Lettre de Guy Debord à Catherine Fajour, des Éditions Gallimard
Le 27 mars 1993
Chère Madame,
Par votre lettre du 3 mars, vous m’informez d’une demande d’un M. Daniel Bougnoux, professeur de sciences de l’information et de la communication à l’université de Grenoble, qui voudrait reproduire le premier chapitre de La Société du spectacle [Dans une anthologie où Guy Debord serait apparu entre Michel Serres et Jacques Derrida]. J’ai naturellement très peu d’estime pour les gens qui font ce lamentable métier, dont on voit partout les sinistres résultats.

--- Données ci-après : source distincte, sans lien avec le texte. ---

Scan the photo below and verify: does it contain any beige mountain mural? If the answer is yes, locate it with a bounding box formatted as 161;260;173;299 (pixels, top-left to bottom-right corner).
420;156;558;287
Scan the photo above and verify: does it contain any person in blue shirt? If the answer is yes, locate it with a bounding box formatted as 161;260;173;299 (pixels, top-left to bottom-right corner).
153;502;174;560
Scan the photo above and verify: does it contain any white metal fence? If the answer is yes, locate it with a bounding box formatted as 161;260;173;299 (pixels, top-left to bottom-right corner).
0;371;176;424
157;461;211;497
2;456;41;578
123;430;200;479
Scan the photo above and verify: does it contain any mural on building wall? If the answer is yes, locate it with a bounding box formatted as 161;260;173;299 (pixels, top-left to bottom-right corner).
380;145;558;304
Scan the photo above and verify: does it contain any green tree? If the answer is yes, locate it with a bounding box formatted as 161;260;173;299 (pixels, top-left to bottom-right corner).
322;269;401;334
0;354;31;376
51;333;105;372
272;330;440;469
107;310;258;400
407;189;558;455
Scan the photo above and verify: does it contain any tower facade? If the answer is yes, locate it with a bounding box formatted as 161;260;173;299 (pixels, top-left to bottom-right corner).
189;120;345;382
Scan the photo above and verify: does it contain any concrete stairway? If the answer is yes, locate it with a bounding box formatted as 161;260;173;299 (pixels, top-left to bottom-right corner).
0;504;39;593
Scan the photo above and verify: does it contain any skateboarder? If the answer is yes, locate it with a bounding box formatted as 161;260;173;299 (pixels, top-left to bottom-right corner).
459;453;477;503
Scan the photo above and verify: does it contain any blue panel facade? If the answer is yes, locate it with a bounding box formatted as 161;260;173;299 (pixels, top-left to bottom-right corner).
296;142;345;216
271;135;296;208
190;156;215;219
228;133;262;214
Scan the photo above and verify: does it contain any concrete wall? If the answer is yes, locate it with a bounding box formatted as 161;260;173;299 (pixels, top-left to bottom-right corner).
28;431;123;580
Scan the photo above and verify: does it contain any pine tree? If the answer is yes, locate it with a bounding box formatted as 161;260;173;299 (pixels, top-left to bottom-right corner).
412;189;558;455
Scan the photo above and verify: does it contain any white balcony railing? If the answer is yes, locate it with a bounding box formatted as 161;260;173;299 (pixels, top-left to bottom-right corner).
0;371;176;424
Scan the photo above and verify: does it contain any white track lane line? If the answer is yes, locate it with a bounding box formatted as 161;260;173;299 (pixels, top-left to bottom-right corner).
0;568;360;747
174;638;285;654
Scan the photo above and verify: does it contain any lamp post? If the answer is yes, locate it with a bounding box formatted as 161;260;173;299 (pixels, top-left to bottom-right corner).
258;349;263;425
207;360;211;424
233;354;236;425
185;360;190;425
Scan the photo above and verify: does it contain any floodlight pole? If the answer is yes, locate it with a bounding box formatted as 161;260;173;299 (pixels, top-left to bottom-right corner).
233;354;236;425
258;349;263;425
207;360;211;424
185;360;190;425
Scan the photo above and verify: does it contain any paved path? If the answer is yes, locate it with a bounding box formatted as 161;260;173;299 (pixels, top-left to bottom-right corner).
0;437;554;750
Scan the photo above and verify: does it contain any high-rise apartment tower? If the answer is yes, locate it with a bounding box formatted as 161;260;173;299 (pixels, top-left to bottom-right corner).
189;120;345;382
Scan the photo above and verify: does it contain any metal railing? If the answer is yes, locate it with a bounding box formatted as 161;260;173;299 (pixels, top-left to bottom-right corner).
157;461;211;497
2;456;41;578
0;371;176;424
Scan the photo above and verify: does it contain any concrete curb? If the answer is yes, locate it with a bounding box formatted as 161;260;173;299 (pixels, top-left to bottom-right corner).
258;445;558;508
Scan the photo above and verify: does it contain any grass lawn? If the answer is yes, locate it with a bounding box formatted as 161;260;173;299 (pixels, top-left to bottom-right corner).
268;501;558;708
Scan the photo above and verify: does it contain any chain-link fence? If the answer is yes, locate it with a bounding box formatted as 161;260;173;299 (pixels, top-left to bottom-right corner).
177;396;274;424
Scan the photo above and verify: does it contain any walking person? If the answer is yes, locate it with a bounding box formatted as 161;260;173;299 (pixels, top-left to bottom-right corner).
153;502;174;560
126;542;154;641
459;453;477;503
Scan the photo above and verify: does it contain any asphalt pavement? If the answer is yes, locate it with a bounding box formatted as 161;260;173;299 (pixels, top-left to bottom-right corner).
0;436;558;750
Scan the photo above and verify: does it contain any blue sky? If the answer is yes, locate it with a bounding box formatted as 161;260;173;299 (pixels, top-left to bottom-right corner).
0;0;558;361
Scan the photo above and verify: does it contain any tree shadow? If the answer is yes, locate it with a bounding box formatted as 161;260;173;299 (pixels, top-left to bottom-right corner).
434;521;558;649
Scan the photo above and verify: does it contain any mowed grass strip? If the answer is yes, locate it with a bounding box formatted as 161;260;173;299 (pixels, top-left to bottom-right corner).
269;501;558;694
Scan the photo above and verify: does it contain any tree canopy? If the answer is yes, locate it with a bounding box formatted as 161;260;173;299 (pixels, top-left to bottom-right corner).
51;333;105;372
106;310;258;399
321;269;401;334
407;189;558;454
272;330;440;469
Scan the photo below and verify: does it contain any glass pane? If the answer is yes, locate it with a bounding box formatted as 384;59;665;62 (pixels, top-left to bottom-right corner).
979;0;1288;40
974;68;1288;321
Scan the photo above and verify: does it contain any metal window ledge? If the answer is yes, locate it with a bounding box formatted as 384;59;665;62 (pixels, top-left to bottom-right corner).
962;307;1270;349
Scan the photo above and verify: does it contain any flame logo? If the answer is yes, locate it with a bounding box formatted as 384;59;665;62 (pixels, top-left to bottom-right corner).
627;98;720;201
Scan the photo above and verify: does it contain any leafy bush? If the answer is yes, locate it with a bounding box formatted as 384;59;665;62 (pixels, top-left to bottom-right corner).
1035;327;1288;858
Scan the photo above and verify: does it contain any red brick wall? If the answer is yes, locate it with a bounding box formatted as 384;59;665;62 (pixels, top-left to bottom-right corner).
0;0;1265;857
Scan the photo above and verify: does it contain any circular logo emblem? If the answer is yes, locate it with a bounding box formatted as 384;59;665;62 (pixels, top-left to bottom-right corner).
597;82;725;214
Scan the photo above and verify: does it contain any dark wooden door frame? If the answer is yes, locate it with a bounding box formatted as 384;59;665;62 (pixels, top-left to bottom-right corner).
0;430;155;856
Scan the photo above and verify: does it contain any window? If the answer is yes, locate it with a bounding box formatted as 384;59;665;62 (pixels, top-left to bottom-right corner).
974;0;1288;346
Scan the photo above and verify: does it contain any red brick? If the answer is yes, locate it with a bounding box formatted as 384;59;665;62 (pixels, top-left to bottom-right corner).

Mais je m’avise en oucre que ce M. Bougnoux a prétendu souligner par lui-même un certain nombre de nouvelles phrases, les ajoutant sans gêne à celles que j’avais moi-même déjà soulignées. Ces machines de Grenoble se croient donc tout permis. Elles se trompent, là comme partout ailleurs, je refuse à M. Bougnoux le droit de se livrer à ses sottes petites falsifications. Pour ne pas nous obliger à trop de correspondances sur de si minimes problèmes, je vous prie de noter qu’il faudrait refuser toute autre éventuelle demande du même penseur sur d’autres sujets ; et aussi bien, pour faire bonne mesure, refuser désormais n’importe quel professeur de l’université de Grenoble, puisque cette niaise université est réputée pour compter parmi ses titulaires de chaires un seul Bougnoux.
Dans cette attente, je vous prie d’agréer, chère Madame, l’expression de mes sentiments les meilleurs.